В какой‑то момент моя мать, писательница, подарила мне значок, который она получила на какой‑то литературной встрече: «Я — Салман Рушди». Хотел бы я сказать, что носил его, но нет, я положил его в коробку с шуточными значками, которые собирал мой старший двоюродный брат и некогда передал мне, включая ранний значок кампании Никсона с надписью: «They can’t lick our Dick!»
Фетва эта всё более расширяла зону юрисдикции аятоллы, распространившуюся на разные континенты.
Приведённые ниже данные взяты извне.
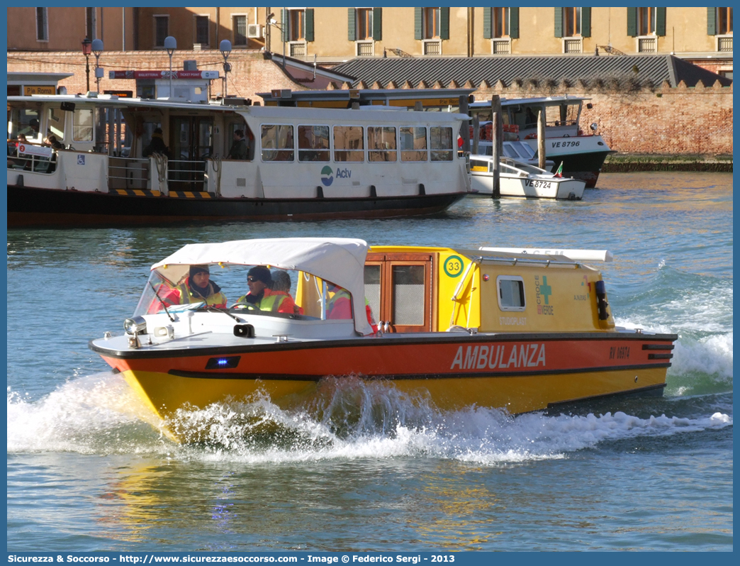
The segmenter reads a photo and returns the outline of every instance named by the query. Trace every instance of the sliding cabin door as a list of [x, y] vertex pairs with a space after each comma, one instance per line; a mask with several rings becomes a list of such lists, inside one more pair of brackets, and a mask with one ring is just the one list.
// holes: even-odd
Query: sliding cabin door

Она делала Рушди и его книгу «заразными». В приказ на убийство включался не только сам автор, который даже не был назван по имени, но любой человек, причастный к производству, редактированию, переводу или распространению «Сатанинских стихов». Это создавало всё расширяющуюся сферу власти аятоллы, шагнувшую через континенты и приглашавшую добровольных исполнителей пересекать границы вслед за ней.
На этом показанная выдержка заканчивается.